When Ego Death got a Grammy nod for Best Urban Contemporary Album in 2016, there was a sentiment that while the broad nature of the debated “urban” title has become an umbrella word for work produced by artists of colour, it also gives other acts – who do not fall into a specific category – an opportunity for recognition. Matt Martians expresses, “I appreciate that we were nominated but it divides things too much. I mean, what separates what we do from what R&B-defined acts do?”
While last year was a time for their own projects to come to fruition — Syd’s debut album Fin, Steve’sDemo, Christopher Smith’s album Loud and Matt’s The Drum Chord Theory — as fans we got to enjoy solo adventures while anticipating new music. Still involved in one another’s work, they’re all content to blend their different ideas and personalities. “We needed an outlet to get our weird shit out. If one person doesn’t like an idea, we trash it.” said Syd.

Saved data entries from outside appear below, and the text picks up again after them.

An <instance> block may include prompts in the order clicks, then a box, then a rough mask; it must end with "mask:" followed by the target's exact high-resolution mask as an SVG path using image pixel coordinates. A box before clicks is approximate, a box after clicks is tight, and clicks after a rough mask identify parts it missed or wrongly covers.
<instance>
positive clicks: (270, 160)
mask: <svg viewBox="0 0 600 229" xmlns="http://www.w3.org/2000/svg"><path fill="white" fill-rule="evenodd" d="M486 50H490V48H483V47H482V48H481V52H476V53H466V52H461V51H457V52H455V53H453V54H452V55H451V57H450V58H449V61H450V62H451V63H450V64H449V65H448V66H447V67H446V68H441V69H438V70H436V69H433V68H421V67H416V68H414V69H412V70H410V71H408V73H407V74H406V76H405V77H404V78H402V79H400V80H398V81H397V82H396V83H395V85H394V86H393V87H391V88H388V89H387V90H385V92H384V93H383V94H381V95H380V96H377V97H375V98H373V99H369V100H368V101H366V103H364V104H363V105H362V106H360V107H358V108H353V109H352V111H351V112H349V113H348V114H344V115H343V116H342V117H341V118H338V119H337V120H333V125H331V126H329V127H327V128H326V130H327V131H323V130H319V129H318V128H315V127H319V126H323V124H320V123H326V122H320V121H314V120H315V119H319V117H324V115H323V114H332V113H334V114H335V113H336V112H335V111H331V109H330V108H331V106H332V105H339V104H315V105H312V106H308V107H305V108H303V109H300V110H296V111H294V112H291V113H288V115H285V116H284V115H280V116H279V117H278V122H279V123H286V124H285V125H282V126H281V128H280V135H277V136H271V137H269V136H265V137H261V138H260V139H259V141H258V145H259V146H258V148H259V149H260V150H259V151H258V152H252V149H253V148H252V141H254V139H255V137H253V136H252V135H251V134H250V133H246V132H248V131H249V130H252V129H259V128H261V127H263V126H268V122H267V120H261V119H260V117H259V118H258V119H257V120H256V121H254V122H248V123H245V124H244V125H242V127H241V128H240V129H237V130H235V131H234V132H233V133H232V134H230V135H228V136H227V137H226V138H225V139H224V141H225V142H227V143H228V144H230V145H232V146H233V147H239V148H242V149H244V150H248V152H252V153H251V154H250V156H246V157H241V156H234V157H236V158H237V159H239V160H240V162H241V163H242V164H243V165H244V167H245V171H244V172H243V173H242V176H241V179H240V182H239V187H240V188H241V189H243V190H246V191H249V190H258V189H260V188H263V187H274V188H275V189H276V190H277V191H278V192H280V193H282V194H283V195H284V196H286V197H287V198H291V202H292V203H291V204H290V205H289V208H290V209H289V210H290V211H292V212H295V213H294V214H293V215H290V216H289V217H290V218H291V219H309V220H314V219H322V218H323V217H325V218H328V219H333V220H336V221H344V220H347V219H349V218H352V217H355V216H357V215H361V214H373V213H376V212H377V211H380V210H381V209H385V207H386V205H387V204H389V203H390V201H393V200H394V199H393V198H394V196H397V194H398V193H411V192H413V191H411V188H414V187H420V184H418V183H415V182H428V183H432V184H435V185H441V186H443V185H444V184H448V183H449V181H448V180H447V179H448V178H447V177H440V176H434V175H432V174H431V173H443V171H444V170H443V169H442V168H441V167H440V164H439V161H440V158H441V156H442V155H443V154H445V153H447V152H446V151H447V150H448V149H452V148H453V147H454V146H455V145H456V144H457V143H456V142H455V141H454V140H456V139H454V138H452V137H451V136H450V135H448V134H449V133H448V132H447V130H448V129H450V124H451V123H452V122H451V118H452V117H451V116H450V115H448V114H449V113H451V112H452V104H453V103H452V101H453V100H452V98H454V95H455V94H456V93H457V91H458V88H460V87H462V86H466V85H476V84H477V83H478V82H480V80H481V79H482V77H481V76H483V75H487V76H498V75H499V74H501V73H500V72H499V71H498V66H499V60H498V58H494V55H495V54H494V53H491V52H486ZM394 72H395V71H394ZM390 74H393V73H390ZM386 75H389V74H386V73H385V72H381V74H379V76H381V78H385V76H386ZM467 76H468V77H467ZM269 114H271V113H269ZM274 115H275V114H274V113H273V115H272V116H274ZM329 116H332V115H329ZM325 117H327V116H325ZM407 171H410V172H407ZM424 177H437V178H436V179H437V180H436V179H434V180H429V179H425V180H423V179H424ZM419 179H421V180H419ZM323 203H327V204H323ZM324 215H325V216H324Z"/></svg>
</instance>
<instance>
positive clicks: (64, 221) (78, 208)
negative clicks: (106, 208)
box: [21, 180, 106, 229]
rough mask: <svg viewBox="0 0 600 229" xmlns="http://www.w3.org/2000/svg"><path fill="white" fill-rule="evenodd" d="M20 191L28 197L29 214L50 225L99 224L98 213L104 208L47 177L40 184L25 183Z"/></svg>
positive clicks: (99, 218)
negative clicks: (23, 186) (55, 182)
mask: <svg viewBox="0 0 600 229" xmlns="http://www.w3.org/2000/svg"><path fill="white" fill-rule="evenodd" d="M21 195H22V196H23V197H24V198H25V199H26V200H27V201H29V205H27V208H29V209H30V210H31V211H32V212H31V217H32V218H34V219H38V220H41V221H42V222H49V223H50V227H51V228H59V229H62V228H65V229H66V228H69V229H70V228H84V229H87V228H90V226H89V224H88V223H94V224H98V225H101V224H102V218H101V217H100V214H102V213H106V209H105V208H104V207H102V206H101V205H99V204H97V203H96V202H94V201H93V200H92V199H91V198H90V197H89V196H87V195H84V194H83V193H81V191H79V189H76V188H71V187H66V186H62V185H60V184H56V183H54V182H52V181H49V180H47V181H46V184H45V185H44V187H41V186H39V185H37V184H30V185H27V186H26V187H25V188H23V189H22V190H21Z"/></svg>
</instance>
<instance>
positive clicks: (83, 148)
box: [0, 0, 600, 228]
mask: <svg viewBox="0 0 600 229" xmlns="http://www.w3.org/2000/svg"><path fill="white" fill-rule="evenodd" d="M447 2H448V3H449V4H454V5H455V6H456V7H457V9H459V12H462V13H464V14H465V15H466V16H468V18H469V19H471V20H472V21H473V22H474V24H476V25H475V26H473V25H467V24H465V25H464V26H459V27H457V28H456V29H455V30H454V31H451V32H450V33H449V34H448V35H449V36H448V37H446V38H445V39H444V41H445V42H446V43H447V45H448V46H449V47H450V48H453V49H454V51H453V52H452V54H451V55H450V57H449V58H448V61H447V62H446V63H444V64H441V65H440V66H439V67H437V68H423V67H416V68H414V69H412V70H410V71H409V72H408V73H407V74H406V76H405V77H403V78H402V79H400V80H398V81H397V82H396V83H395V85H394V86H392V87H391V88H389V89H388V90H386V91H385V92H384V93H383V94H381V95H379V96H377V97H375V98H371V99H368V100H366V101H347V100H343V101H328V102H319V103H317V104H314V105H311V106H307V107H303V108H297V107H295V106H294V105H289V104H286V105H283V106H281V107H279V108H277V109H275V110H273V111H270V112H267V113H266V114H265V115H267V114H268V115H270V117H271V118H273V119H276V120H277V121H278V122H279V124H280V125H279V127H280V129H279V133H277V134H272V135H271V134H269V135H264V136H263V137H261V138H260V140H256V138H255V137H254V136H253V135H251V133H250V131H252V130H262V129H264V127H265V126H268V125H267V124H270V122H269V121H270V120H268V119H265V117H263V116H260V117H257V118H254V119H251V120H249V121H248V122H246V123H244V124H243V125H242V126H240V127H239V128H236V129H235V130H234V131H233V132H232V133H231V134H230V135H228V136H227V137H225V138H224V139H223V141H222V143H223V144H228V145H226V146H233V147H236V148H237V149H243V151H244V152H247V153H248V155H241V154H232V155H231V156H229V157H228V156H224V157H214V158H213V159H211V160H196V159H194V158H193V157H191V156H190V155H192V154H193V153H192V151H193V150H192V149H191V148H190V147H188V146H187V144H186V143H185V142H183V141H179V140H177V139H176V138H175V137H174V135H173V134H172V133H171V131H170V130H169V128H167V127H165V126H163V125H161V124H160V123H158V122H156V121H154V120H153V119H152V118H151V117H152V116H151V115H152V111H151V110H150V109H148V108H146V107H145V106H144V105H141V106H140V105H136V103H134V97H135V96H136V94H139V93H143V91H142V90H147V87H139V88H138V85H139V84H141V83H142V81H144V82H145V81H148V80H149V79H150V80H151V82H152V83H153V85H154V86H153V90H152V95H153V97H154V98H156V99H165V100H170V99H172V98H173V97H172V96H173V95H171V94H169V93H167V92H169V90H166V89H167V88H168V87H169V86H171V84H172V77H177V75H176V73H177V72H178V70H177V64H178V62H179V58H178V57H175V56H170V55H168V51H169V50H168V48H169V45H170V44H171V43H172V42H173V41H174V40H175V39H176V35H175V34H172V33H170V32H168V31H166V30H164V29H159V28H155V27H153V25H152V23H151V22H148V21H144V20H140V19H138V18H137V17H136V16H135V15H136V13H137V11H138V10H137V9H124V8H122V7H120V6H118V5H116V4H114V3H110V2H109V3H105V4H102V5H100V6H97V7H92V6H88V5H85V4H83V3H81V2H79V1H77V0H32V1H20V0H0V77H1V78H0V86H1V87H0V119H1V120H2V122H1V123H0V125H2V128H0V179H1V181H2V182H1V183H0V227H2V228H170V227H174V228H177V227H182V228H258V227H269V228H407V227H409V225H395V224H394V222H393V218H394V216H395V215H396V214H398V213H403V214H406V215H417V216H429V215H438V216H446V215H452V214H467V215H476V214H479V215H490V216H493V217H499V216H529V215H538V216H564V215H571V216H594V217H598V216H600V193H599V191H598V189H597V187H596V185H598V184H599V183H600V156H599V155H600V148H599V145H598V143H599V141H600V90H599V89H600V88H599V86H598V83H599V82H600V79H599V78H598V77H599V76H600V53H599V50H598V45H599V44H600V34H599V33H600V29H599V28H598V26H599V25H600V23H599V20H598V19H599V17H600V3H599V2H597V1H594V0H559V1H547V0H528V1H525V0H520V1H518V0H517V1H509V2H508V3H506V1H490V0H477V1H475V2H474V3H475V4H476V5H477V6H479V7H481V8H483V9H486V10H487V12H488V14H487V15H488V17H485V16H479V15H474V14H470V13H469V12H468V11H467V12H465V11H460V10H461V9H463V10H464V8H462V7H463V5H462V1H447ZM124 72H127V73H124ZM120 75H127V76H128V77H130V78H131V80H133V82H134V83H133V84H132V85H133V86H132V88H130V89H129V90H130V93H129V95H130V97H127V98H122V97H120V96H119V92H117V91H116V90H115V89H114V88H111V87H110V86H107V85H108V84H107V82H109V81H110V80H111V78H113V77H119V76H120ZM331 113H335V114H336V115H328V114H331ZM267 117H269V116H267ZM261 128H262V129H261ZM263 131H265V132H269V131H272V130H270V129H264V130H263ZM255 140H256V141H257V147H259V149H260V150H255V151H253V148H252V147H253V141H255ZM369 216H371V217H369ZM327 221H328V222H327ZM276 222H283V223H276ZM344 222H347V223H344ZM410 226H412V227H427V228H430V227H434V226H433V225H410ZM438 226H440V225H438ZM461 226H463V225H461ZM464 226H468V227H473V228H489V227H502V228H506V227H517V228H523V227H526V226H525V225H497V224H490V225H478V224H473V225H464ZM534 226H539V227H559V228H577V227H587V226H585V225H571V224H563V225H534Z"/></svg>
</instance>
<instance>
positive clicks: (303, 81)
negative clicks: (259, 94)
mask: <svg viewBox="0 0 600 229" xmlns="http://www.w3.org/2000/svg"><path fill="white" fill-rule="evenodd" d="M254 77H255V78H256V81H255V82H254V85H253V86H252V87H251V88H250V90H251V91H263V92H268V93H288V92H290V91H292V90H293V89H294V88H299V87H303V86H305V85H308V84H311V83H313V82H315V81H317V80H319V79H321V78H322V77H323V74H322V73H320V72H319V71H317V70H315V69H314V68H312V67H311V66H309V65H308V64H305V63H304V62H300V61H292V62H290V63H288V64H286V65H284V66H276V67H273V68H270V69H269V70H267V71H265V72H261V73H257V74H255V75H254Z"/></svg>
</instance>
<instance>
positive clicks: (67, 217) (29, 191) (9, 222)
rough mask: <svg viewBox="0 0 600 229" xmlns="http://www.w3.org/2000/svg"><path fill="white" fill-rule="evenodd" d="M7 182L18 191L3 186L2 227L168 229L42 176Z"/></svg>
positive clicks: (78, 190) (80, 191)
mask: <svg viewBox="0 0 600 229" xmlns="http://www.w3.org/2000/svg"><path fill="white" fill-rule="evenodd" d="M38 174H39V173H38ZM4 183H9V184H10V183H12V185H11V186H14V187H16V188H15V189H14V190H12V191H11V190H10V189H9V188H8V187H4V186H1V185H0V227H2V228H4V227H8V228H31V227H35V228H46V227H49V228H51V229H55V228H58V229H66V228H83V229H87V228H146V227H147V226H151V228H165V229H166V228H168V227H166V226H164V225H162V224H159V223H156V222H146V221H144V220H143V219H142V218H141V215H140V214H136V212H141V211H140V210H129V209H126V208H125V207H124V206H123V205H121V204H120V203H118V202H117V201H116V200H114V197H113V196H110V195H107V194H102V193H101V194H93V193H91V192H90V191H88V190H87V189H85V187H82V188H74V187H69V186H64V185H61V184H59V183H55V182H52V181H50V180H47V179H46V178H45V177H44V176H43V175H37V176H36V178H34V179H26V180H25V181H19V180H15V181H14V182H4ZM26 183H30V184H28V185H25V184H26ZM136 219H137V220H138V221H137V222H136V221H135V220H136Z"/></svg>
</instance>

The process for creating music remains different for every song. As The Internet, it usually starts with the beat then everyone adds a hook, lyric or riff they feel would work best for the final cut. With their new album set to release later this year, “Now we’re reaching for Jay Kay from Jamiroquai next,” shared Lacy.
As they continue to explore soul-beats with no restriction, it makes me realise that with music heard in many different ways, for many different moods, maybe it should be more about feeling than genre. Sure, finding new music and sorting through your iTunes library may be easier using genre but how music moves us to dance in moments of celebration or cry in moments of recollection shouldn’t be narrowed down to a convention created years ago.
With artists of the same feel like Masego, Simphiwe Dana and the R+R = Now (made up of Robert Glasper, Christian Scott, Terrace Martin, Taylor McFerrin) and more, prepping to perform in Cape Town this month, see a celebration of musical fluidity coming to life at the Cape Town International Jazz Fest.